Digital phenotypes may be directly related to yield traits but information can also be extracted from abstract phenotypes, whose relationship with yield is not initially clear. This activity is developing unsupervised learning methods to extract abstract phenotypes for use in breeding programs. We are also using semi-supervised learning to identify signatures that predict performance across multiple environments during early-generation yield trials, leading to better predictions of GxE effects without test replications. We are working on enhanced early-generation yield trial designs that augment statistical analysis with digital information to better account for spatial gradients.
Learning Temporal Phenotypes
Developing new methods for the analysis of phenotypes that change over time, using latent-space methods for time-lapse images.
End-of-season phenotypes are important targets for plant breeding but information from earlier in the season is also valuable. We are developing state-of-the-art recurrent neural network architectures to analyze images of plots throughout the growing season to better predict end-of-season phenotypes. We are using latent-space phenotyping to automatically detect and quantify responses to treatment directly from images of plants, and we are using high-temporal-resolution images of crops for the extraction of direct phenotypes related to growth and abstract phenotypes related to other traits.
Learning Prospective Phenotypes
Developing machine learning approaches for prospecting novel phenotypes in other P2IRC datasets, including optical tomography for root images, multi-scale data, hyperspectral data, and high-resolution images of plant organs.
To uncover prospective phenotypes that may be useful for selection, we are developing algorithms that incorporate knowledge of how roots grow for the segmentation of 3D root images, automated systems for the reconstruction of 3D image sequences from gradually rotated samples, and architectural models of segmented root systems. We are using generative adversarial networks to derive richer datasets from low-resolution images, and we are investigating deep learning methods that combine imaging data and differences in the spatial arrangement of shoots and roots to predict the maturity and shatter rate of canola pods.

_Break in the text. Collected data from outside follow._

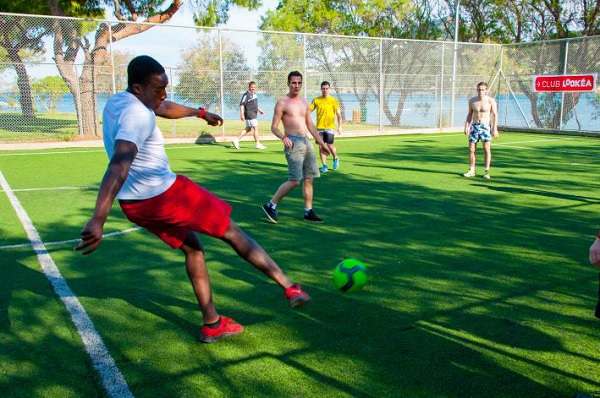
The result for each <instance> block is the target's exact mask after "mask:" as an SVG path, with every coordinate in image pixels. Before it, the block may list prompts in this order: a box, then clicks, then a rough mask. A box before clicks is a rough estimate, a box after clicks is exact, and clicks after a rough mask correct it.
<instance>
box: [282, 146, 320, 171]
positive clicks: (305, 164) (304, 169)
mask: <svg viewBox="0 0 600 398" xmlns="http://www.w3.org/2000/svg"><path fill="white" fill-rule="evenodd" d="M287 137H288V138H289V139H290V140H292V143H293V144H294V145H292V147H291V148H287V147H285V146H284V147H283V148H284V149H283V150H284V152H285V158H286V160H287V162H288V176H289V177H288V178H289V180H290V181H301V180H303V179H305V178H314V177H319V176H320V174H319V166H318V165H317V156H316V155H315V149H314V148H313V146H312V141H311V140H309V139H308V137H307V136H302V137H300V136H294V135H292V136H290V135H288V136H287Z"/></svg>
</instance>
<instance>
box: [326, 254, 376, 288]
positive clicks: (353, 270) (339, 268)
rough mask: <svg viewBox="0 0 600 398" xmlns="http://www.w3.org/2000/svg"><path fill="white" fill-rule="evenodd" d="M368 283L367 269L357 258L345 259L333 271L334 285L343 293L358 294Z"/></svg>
mask: <svg viewBox="0 0 600 398" xmlns="http://www.w3.org/2000/svg"><path fill="white" fill-rule="evenodd" d="M368 282H369V277H368V275H367V267H365V265H364V264H363V263H362V261H360V260H357V259H355V258H347V259H345V260H344V261H342V262H340V263H339V264H338V265H337V266H336V267H335V269H334V270H333V285H334V286H335V288H336V289H338V290H340V291H341V292H343V293H356V292H358V291H360V290H362V288H363V287H365V285H366V284H367V283H368Z"/></svg>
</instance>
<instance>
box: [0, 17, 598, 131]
mask: <svg viewBox="0 0 600 398" xmlns="http://www.w3.org/2000/svg"><path fill="white" fill-rule="evenodd" d="M132 31H135V32H137V33H136V34H133V35H129V34H130V32H132ZM127 35H129V36H127ZM599 47H600V37H591V38H582V39H572V40H564V41H555V42H544V43H531V44H519V45H507V46H501V45H491V44H472V43H454V42H439V41H417V40H405V39H384V38H365V37H344V36H330V35H310V34H291V33H280V32H259V31H237V30H225V29H216V28H198V27H190V26H172V25H152V24H144V23H138V24H134V23H116V22H110V21H102V20H98V21H96V20H86V19H77V18H56V17H45V16H31V15H20V14H4V13H0V70H1V71H2V74H0V83H1V84H0V142H5V143H6V142H26V141H61V140H63V141H69V140H89V139H95V138H99V137H100V136H101V112H102V109H103V106H104V103H105V102H106V100H107V99H108V97H109V96H110V95H111V94H113V93H115V92H118V91H121V90H124V89H125V88H126V86H127V72H126V69H127V64H128V63H129V61H130V60H131V59H132V58H133V57H135V56H137V55H141V54H145V55H150V56H152V57H154V58H156V59H157V60H158V61H159V62H161V64H163V66H165V68H166V70H167V74H168V76H169V80H170V86H169V87H168V96H169V99H171V100H174V101H177V102H181V103H185V104H187V105H190V106H204V107H206V108H208V109H209V110H210V111H212V112H215V113H218V114H220V115H221V116H223V118H224V119H225V124H224V125H223V126H222V127H210V126H206V125H205V124H204V123H198V121H197V120H193V119H191V120H190V119H179V120H173V121H171V120H162V119H161V120H160V122H159V124H160V126H161V129H162V130H163V133H164V135H165V137H196V136H199V135H201V134H211V135H212V136H221V137H226V136H234V135H236V134H237V133H238V132H239V131H240V130H241V129H242V128H243V126H244V125H243V123H242V122H241V121H240V119H239V100H240V97H241V95H242V94H243V93H244V92H245V90H246V89H247V87H248V82H249V81H255V82H256V85H257V93H258V96H259V106H260V107H261V109H262V110H264V111H265V115H264V116H261V117H260V118H259V124H260V126H261V127H260V129H261V130H260V133H261V134H264V135H270V131H269V130H270V121H271V117H272V115H273V108H274V105H275V102H276V101H277V99H278V98H280V97H282V96H283V95H285V94H286V93H287V74H288V73H289V72H290V71H292V70H298V71H300V72H302V73H303V75H304V90H305V92H304V95H305V96H306V98H307V99H308V100H309V101H310V100H311V99H312V98H314V97H316V96H319V95H320V84H321V82H322V81H324V80H326V81H329V82H330V83H331V94H332V95H334V96H335V97H336V98H337V99H338V101H339V103H340V106H341V110H342V115H343V119H344V124H345V126H344V132H345V134H347V135H353V134H356V135H359V134H388V133H401V132H419V131H457V130H459V129H460V128H461V127H460V126H462V124H463V122H464V119H465V116H466V114H467V110H468V109H467V103H468V99H469V98H470V97H472V96H473V95H475V87H476V85H477V83H479V82H480V81H485V82H488V83H490V95H493V96H495V97H496V99H497V101H498V104H499V125H500V126H501V127H506V128H527V129H539V130H565V131H566V130H575V131H580V132H593V131H597V130H598V125H599V124H600V122H599V121H598V120H599V119H600V100H599V96H598V93H597V92H596V93H586V94H573V93H568V94H554V93H549V94H548V93H536V92H533V86H532V76H534V75H543V74H564V73H567V74H570V73H598V71H599V69H600V56H599V55H600V49H599Z"/></svg>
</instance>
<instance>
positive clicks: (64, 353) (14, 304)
mask: <svg viewBox="0 0 600 398" xmlns="http://www.w3.org/2000/svg"><path fill="white" fill-rule="evenodd" d="M265 144H267V145H268V149H267V150H265V151H258V150H255V149H253V148H252V147H251V146H250V145H246V148H244V147H243V148H242V149H240V150H235V149H231V148H230V147H229V145H225V144H214V145H203V146H201V145H172V146H168V147H167V154H168V155H169V157H170V160H171V166H172V168H173V170H174V171H175V172H177V173H182V174H185V175H187V176H189V177H190V178H192V179H193V180H195V181H197V182H199V183H200V184H201V185H203V186H205V187H206V188H208V189H210V190H211V191H213V192H215V193H216V194H217V195H219V196H220V197H222V198H224V199H226V200H227V201H228V202H229V203H230V204H231V205H232V207H233V215H232V217H233V219H234V220H235V221H236V222H238V223H239V224H240V226H241V227H242V228H243V229H244V230H245V231H246V232H248V233H249V234H250V235H251V236H252V237H254V238H255V239H256V240H257V241H258V242H259V243H260V244H261V245H262V246H263V247H264V248H265V249H266V250H267V252H269V253H270V254H271V256H272V257H273V258H274V259H275V261H277V262H278V263H279V264H280V265H281V267H282V268H283V269H284V271H286V272H287V273H288V274H289V276H290V277H291V278H292V279H293V280H295V281H297V282H299V283H301V284H302V285H303V287H304V288H305V289H306V291H307V292H308V293H309V294H310V295H311V296H312V298H313V301H312V302H311V303H310V305H309V306H307V307H305V308H302V309H300V310H293V309H291V308H290V307H289V306H288V304H287V301H286V300H285V298H284V296H283V292H282V291H281V290H280V289H279V288H278V287H277V286H276V285H275V284H274V283H273V282H271V281H270V280H268V279H267V278H266V277H265V276H263V275H262V274H261V273H260V272H259V271H257V270H255V269H254V268H252V266H250V265H249V264H246V263H244V262H243V261H242V260H241V259H239V258H238V257H237V255H236V254H235V253H234V252H233V251H232V250H231V249H230V248H229V246H227V245H226V244H224V243H222V242H221V241H219V240H216V239H212V238H209V237H204V236H203V237H201V239H202V241H203V244H204V248H205V251H206V258H207V263H208V268H209V271H210V272H211V278H212V283H213V290H214V300H215V303H216V306H217V309H218V310H219V311H220V312H221V313H222V314H223V315H225V316H229V317H232V318H234V319H235V320H236V321H238V322H240V323H241V324H243V325H244V326H245V327H246V331H245V332H244V333H243V334H241V335H239V336H235V337H231V338H228V339H223V340H222V341H220V342H218V343H216V344H202V343H200V342H199V341H198V334H199V326H200V325H201V323H202V319H201V315H200V312H199V310H198V309H197V305H196V301H195V298H194V295H193V293H192V289H191V286H190V283H189V281H188V279H187V276H186V274H185V268H184V263H183V255H182V254H181V253H180V252H179V251H177V250H171V249H170V248H168V247H167V246H166V245H165V244H164V243H162V242H160V241H159V240H158V239H157V238H156V237H154V236H152V235H150V234H149V233H147V232H145V231H143V230H140V229H137V228H134V226H133V225H132V224H131V223H129V222H128V221H127V220H126V219H125V217H124V216H123V215H122V213H121V211H120V209H119V208H118V206H117V205H115V206H114V207H113V211H112V213H111V217H110V218H109V220H108V222H107V223H106V226H105V233H106V234H110V235H109V236H107V237H106V238H105V240H104V241H103V243H102V245H101V246H100V247H99V248H98V250H96V251H95V252H94V253H93V254H91V255H88V256H82V255H81V254H80V253H78V252H74V251H73V250H72V249H73V247H74V246H75V244H76V242H77V240H78V237H79V232H80V230H81V228H82V227H83V225H84V223H85V222H86V221H87V219H88V217H89V216H90V215H91V212H92V209H93V206H94V202H95V198H96V193H97V187H98V184H99V182H100V180H101V178H102V175H103V173H104V170H105V168H106V164H107V158H106V155H105V153H104V151H103V150H102V149H100V148H73V149H47V150H28V151H13V152H0V173H1V174H0V182H1V183H2V184H1V185H2V193H1V194H0V259H1V260H0V264H1V270H2V281H1V282H0V283H1V285H2V288H1V289H0V396H6V397H8V396H10V397H91V396H131V395H133V396H135V397H223V396H228V397H267V396H268V397H456V398H458V397H460V398H463V397H519V398H520V397H570V396H573V395H574V394H576V393H587V394H591V393H593V392H596V391H600V350H599V349H598V341H600V340H599V338H600V320H599V319H596V318H595V317H594V314H593V311H594V306H595V305H596V301H597V299H598V279H599V275H598V270H596V269H594V268H593V267H592V266H591V265H590V264H589V262H588V259H587V256H588V248H589V246H590V244H591V243H592V241H593V237H594V235H595V233H596V229H597V228H598V227H600V199H598V197H599V195H598V194H599V192H600V182H599V179H598V169H599V163H600V162H599V160H600V141H599V140H598V139H595V138H589V137H568V136H549V135H540V134H516V133H501V136H500V138H499V139H498V140H496V141H494V143H493V144H492V148H493V161H492V170H491V171H492V173H491V175H492V179H491V180H489V181H487V180H484V179H483V178H481V177H480V175H481V172H482V171H483V168H482V162H483V153H482V152H481V148H478V166H479V168H478V174H479V176H478V177H475V178H471V179H467V178H464V177H462V173H464V172H465V171H466V169H467V155H468V153H467V142H466V138H465V136H464V135H462V134H419V135H398V136H386V137H363V138H352V139H344V138H339V139H337V138H336V144H337V147H338V151H339V156H340V160H341V163H340V166H341V167H340V169H339V170H336V171H329V172H327V173H325V174H324V175H323V176H322V177H321V178H320V179H319V180H317V181H316V182H315V201H314V206H315V209H316V211H317V213H318V214H319V216H321V217H323V218H324V219H325V223H324V224H321V225H313V224H308V223H306V222H304V221H303V220H302V206H303V204H302V198H301V191H300V189H297V190H296V191H294V192H293V193H292V194H290V195H289V196H288V197H286V198H285V199H284V200H283V201H282V202H281V203H280V206H279V207H278V210H279V212H280V216H279V223H278V224H275V225H274V224H269V223H267V222H266V220H265V218H264V214H263V212H262V211H261V209H260V205H261V204H263V203H264V202H265V201H266V200H267V199H269V197H270V196H271V195H272V194H273V192H274V191H275V189H276V188H277V187H278V186H279V184H280V183H281V182H283V181H284V179H285V178H286V176H287V168H286V164H285V159H284V156H283V153H282V149H281V143H280V142H268V141H267V142H265ZM348 257H355V258H358V259H360V260H362V261H363V262H364V263H365V264H366V266H367V267H368V271H369V276H370V283H369V284H368V285H367V286H366V287H365V289H364V290H363V291H361V292H359V293H357V294H353V295H345V294H342V293H338V292H336V291H335V289H334V288H333V286H332V271H333V269H334V267H335V265H336V264H337V263H338V262H340V261H341V260H342V259H344V258H348Z"/></svg>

Understanding Learned Phenotypes
Aiming to gain a better understanding of deep neural networks through novel visualization, evaluation and annotation approaches with the goal of demystifying these methods for plant breeders and making them easier to apply in practice.
Visualizations help us to understand deep neural networks because they focus on the same regions as human annotators, but existing generic visualization tools do not directly support specialized analysis. We are developing visual analytics tools for deep neural networks, including a testing and evaluation framework for deep learning models to make it easier for non-computer scientists to train and deploy these phenotyping tools. We have taken on personnel to build/adapt software for image annotation and establish ground-truth measurements with images to evaluate annotations for reliability.